Надо сказать, что обособление кадров природы, формирование на их основе самостоятельного образа, выразительной системы взаимодействия характера и окружения есть некая неизбежная, наверное, условность. Среда, обычно в кинематографе читаемая как реальное пространство, сродни фотографическому, за которым чувствуется непременное закадровое его продолжение, здесь обретает иное звучание: природа и человек как равные художественные величины оказываются в постоянном контакте.

Образ природы получил очертания самостоятельного явления на полотне киноэкрана. Отсюда «живописность» построения фильмов этой группы. Она рассматривается одними специалистами как новое слово в драматургии, как самостоятельный и самодостаточный фактор воздействия на личность героя. Другие увидели в законах живописи, привнесённых на экран (в частности, композиционных построениях, ограниченных рамками произведения станковой живописи), разрушение кинематографической специфики.

Авторитетный критик и драматург М. Блейман, например, выступил со статьёй «Архаисты или новаторы»[19]19
  См. журнал «Искусство кино» или его книгу «О кино – свидетельские показания» (М.: Искусство, 1973).


[Закрыть]
, не приняв – или не захотев принять как новаторский экранный анализ уникальной человеческой личности, сформированной под воздействием духовных истоков, идущих от окружающей человека природы.

Эти истоки экран 60-х видит и в исторических корнях.

При этом суть не в том, художник ли перед нами из далёких времён («Андрей Рублёв» А. Тарковского), современный поэт Ольга Берггольц («Дневные звёзды», 1968, И. Таланкина) или совсем простые крестьянские парни, сверстники Василия Шукшина в его картине «Странные люди» (1969).

История России, знаковые для героя события, оказавшие, может, и неосознанное им самим влияние на становление его характера, образа мыслей, реализацию таланта, превращают живущего на экране человека в частицу истории. Причастность героя к событиям, определившим пути России, создаёт масштаб личности.

Характер, соразмерный истории, очень непросто приживается на экране.

У А. Тарковского повествование о житии Андрея Рублёва драматургически поделено на целый ряд отдельных, разделённых во времени новелл. В каждой из них рассказано о важном, часто известном событии истории (полёт крестьянина на самодельных крыльях с колокольни церкви Покрова на Нерли, преследование властями языческих обрядов, вражда братьев-князей, обернувшая ся разрушительным нашествием чужеземцев, ослепление зодчих и резчиков, построивших храм…).

Датированные определёнными годами, события этих новелл влияют на Андрея, ищущего своё художественное решение традиционных библейских сюжетов (Страшного суда, образа грешницы…), духовно впитывающего впечатления, которые затем должны определить субъективно пережитое художником воплощение канонических сюжетов.

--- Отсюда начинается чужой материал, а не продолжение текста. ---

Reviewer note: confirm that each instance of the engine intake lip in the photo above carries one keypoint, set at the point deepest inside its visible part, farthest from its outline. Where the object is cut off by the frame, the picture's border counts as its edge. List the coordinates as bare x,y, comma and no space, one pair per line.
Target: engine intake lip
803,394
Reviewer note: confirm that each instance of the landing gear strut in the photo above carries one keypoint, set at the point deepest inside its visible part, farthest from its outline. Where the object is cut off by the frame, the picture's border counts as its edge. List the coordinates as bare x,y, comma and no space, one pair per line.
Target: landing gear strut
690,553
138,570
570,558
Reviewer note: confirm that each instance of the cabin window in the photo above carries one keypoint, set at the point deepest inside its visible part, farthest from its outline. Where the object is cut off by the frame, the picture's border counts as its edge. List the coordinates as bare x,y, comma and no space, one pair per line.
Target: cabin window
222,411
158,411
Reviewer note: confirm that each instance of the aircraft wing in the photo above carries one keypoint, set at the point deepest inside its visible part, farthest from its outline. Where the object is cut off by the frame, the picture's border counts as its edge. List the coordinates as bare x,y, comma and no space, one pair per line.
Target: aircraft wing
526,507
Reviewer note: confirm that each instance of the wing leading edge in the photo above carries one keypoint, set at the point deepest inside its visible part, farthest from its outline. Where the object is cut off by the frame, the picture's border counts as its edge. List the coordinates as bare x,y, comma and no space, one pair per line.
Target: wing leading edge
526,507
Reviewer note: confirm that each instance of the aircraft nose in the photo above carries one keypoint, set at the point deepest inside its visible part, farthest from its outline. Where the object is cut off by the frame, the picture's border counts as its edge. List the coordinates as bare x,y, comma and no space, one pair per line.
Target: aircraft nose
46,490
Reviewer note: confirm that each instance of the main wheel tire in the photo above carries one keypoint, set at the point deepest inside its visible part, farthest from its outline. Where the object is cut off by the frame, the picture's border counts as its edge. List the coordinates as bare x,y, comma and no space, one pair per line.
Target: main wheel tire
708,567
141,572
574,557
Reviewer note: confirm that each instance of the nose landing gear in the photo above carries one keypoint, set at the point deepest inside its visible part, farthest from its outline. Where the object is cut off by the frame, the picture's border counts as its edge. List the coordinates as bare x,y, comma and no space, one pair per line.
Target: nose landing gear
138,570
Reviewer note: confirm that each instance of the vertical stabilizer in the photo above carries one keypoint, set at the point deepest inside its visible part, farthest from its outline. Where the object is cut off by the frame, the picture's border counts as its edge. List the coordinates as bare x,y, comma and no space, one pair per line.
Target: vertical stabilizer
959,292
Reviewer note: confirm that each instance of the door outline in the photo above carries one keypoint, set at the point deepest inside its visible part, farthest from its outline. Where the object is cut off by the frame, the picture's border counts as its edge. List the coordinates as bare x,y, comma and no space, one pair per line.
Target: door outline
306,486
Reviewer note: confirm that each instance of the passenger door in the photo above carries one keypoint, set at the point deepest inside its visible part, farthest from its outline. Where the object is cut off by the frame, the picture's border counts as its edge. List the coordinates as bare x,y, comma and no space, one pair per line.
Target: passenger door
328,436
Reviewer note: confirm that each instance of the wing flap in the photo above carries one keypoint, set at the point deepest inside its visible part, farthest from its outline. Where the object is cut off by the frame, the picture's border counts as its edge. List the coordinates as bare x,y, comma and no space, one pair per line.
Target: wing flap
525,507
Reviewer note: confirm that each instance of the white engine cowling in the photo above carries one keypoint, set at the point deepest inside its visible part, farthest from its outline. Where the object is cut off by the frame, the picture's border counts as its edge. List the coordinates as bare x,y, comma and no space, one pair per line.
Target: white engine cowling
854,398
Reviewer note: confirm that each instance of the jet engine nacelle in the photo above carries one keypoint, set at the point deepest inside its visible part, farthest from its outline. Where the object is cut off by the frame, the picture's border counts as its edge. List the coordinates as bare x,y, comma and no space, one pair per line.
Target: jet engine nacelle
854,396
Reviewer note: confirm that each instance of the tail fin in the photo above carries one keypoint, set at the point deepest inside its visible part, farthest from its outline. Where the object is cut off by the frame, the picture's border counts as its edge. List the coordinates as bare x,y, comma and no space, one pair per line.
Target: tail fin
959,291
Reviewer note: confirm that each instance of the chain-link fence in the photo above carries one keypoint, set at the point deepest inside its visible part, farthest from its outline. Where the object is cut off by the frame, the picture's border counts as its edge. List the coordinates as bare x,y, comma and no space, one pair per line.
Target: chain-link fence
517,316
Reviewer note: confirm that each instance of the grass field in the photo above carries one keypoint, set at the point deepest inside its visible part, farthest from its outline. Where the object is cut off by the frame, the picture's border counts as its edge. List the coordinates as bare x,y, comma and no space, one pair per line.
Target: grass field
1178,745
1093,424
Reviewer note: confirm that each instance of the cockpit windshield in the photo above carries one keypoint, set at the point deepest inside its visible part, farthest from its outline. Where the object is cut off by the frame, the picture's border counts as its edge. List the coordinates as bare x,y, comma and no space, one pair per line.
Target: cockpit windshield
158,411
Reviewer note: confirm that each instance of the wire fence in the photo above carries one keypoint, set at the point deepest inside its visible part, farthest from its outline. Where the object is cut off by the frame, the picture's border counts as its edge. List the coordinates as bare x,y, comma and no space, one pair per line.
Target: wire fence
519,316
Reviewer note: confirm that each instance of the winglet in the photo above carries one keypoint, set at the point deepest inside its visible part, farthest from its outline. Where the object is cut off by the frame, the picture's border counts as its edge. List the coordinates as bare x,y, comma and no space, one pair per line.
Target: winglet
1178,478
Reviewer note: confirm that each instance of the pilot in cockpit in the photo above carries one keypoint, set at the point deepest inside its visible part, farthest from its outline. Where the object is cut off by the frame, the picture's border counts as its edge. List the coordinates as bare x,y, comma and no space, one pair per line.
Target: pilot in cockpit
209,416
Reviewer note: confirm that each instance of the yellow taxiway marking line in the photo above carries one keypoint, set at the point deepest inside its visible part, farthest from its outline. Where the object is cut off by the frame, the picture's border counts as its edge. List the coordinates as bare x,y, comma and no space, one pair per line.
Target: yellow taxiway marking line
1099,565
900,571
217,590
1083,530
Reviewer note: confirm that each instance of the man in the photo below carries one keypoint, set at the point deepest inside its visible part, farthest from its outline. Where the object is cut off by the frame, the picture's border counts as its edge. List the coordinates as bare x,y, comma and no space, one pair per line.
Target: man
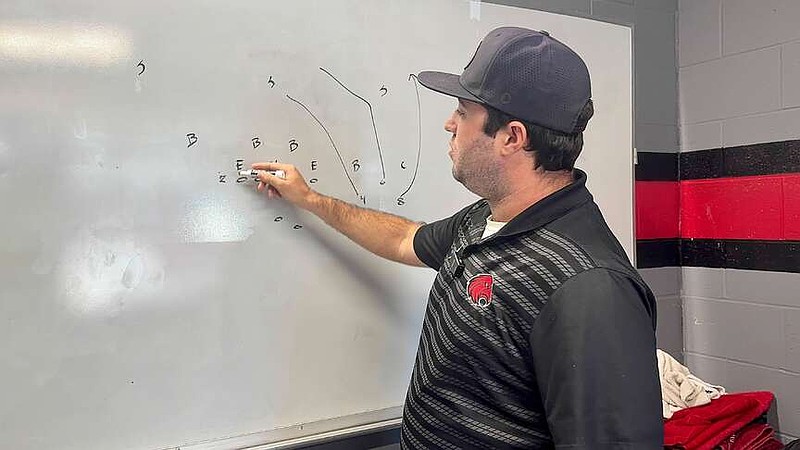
538,332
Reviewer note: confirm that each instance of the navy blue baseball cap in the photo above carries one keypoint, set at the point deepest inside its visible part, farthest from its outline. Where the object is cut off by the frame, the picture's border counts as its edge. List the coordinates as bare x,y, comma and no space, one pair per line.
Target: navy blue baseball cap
524,73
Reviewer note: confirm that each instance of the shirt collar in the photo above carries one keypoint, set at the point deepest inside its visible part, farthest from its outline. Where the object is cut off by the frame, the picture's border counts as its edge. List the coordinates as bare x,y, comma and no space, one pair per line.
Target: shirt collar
548,209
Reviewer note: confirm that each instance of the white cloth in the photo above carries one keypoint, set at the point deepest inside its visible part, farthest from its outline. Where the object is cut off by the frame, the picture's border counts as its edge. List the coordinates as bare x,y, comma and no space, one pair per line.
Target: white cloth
492,227
679,388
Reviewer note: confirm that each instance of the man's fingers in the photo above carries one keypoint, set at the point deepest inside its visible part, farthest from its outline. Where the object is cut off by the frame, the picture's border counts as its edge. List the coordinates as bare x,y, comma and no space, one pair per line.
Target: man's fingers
272,166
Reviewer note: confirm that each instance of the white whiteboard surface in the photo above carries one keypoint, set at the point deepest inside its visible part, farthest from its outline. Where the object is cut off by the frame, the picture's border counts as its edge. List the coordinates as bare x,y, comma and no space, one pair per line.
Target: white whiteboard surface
144,304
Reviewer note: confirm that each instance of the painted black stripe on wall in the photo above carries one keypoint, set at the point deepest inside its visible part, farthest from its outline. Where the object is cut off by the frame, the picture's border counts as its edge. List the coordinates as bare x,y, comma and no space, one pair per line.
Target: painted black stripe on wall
656,166
658,253
775,256
758,159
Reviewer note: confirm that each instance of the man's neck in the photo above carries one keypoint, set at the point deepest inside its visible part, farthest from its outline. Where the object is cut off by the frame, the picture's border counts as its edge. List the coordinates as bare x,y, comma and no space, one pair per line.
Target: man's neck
524,195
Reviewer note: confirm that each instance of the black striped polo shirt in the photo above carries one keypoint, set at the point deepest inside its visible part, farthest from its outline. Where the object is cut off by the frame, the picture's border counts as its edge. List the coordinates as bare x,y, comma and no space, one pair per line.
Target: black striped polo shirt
540,336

Разделение повествования о жизни героя на отдельные новеллы – к данному моменту приём уже не новый. А. Тарковский и А. Кончаловский, авторы сценария «Андрей Рублёв», совсем недавно окончили режиссёрскую мастерскую во ВГИКе, которой руководил М. Ромм: именно их мастер одним из первых в нашем кино обратился к новеллистической структуре как свободной драматургической форме в картине «Девять дней одного года» (1962). Теперь такая композиция ещё больше раскрепостила последовательность фрагментов повествования, позволила связать воедино – судьбой и размышлениями главного героя – не просто отдельные дни («Девять дней…»), а разрозненные исторические события.

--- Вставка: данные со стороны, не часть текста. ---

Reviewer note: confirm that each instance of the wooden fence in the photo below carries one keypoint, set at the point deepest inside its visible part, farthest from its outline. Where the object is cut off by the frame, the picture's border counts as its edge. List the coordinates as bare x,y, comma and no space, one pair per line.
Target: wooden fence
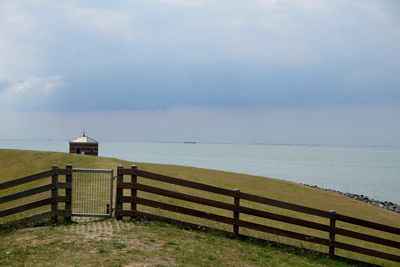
331,230
52,188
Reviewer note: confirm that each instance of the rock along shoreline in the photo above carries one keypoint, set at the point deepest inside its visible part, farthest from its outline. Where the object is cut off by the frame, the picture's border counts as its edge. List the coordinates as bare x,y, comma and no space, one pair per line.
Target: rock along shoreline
382,204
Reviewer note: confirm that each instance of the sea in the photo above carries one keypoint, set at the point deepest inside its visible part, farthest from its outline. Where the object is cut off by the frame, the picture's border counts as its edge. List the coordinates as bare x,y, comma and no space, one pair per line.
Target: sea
372,171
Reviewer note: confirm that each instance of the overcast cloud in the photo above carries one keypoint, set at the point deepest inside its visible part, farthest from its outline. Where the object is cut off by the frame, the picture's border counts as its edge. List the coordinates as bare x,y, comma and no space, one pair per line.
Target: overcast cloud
237,62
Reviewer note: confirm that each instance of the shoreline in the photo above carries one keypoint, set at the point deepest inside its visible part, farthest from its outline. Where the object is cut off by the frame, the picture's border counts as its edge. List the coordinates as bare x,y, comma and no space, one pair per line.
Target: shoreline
382,204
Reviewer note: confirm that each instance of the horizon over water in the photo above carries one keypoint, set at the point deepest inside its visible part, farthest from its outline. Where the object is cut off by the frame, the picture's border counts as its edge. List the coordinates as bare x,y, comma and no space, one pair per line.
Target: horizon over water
373,171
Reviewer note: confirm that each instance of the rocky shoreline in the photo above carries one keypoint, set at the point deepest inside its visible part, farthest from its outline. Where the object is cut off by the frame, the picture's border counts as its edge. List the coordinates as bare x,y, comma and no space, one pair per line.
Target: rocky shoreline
382,204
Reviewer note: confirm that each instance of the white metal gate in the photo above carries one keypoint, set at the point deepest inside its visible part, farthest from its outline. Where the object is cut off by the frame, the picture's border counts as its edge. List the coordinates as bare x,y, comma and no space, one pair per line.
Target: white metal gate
92,192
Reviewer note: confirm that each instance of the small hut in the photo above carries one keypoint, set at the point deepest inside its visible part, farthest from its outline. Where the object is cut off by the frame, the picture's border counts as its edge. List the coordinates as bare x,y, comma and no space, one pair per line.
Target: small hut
84,145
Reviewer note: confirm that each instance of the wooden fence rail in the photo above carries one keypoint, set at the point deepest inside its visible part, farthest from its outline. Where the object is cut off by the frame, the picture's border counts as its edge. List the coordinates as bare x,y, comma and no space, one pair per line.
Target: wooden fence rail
53,188
331,229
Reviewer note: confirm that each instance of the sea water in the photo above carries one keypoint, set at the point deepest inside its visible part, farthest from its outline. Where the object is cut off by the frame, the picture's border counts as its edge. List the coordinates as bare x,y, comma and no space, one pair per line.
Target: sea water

Отказавшись от традиционной структуры фабулы, авторы «Андрея Рублёва» создали образ художника, так сказать, «вне времени и пространства». И фильм, неминуемо вызвав споры вокруг канонов биографического жанра, на самом деле оказался вовсе не биографией, он стал авторским размышлением о призвании и участи художника – во все времена.

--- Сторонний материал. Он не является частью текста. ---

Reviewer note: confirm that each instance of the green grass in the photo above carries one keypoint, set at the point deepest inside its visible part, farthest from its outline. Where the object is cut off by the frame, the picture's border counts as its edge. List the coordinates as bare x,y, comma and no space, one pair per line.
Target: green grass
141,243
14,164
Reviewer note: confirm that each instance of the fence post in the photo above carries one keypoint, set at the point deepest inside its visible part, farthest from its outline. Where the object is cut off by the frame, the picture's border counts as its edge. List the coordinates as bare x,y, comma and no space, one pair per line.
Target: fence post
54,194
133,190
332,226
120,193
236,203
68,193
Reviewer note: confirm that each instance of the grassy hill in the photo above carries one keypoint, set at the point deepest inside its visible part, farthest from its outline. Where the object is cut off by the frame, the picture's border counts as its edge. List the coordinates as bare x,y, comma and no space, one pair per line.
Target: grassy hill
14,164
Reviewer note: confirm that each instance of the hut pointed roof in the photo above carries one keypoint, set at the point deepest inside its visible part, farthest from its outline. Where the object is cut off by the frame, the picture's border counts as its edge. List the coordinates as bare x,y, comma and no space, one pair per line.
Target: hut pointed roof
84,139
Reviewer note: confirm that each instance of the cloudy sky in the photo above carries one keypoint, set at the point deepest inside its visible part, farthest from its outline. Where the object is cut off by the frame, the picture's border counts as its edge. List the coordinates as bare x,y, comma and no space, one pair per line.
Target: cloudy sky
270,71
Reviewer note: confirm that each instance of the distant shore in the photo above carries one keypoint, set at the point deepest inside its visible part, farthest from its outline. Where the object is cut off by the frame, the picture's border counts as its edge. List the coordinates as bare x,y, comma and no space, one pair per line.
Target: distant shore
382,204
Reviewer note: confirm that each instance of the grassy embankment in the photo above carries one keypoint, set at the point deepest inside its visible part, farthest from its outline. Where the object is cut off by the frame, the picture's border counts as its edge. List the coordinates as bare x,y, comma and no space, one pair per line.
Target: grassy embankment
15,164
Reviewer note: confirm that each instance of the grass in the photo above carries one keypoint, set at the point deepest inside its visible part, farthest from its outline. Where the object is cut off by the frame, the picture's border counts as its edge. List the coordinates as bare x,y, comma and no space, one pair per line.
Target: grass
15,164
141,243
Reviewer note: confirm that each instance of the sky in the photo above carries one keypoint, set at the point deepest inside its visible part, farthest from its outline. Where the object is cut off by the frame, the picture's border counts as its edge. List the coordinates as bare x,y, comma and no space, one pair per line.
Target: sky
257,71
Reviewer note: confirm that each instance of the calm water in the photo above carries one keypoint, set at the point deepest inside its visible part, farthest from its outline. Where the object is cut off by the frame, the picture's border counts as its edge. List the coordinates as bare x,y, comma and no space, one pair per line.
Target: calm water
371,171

Столь же свободно, хотя иным способом, выстроен сюжет фильма И. Таланкина «Дневные звёзды» по автобиографическому произведению поэта военного поколения Ольги Берггольц (акт. А. Демидова). Экранный рассказ об этой удивительной женщине, пережившей блокаду, ставшей духовной опорой осаждённого Ленинграда, вбирает в себя, кажется, глубинные родниковые истоки отечественной истории.

Сам образ «дневных звёзд» рождён почти детским впечатлением поэта: если днём долго и пристально глядеть в глубокий колодец, то на дне его можно увидеть отражение ночных звёзд.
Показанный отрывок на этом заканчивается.